I'm not going to write a huge exegesis on this. This can be boiled down to three points:
1. Hughes is in his third year of arbitration eligibility. He's about to get expensive for his level of production, and he'll be a free agent at the end of the season. Given the team's current austerity kick and Hughes' inconsistent record, are you really going to pony up for the kind of multi-year contract that is going to keep this guy from exploring his options? I don't think so.
2. At the moment, he holds the crown for the most extreme fly-ball guy in the bigs and is a home run machine. That's not a new thing, and it won't change so long as Yankee Stadium plays the way it does. Parenthetically, Hughes was much better at home than on the road this year, but that was a fluke -- his home-run rate was still crazy high, but his BABIP at home was .251. It was .321 on the road. He's going to give some of that back, and what were solo shots in the Bronx will become three-run shots. (He may also get a few of those home runs back as his home-runs-per-fly-ball rate peaked last year, but the two regressions may wash each other out.) Hughes would be a whole other pitcher in one of the league's bigger parks.
3.Given the inconsistency that results from Hughes' up-up-and-away approach, he might not ever be more than a league-average pitcher for the Yankees.

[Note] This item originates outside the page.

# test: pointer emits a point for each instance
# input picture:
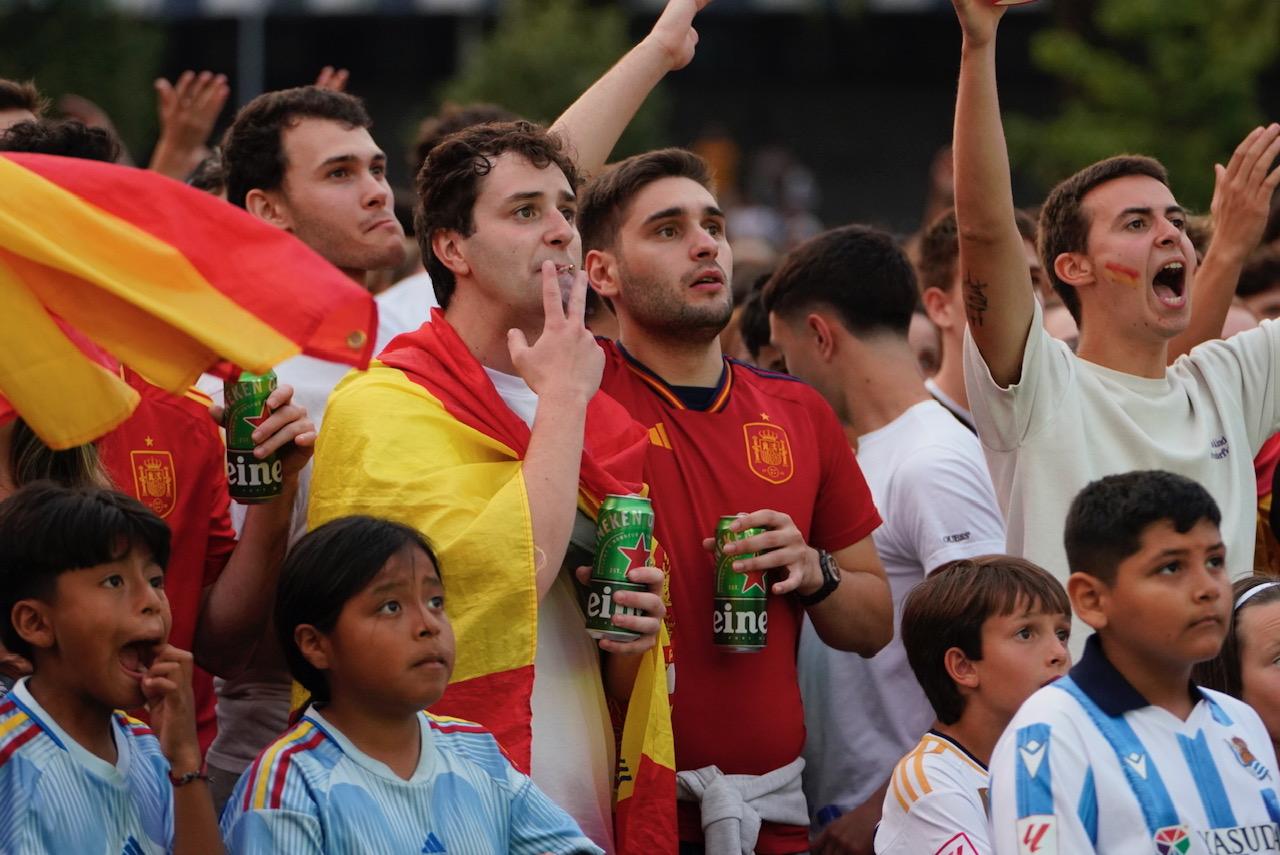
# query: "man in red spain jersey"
(728, 438)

Yet, if the perception of his upside possibilities still exists around the league -- that Hughes is a quintessential "change of scenery" guy -- the Yankees might be able to get something or something(s) good for him. The Yankees are not exactly deep in starting pitching just now, but if 2013 is going to be a transition year, why not make the most of it?
What I don't know is what a reasonable return on Hughes would be. I mentioned this story to a colleague and he immediately said, "Michael Morse?" who is clearly the soup of the day now that Adam LaRoche has re-signed with the Nationals. That seems to me to be an insufficient return given Morse's limitations, but I could be wrong.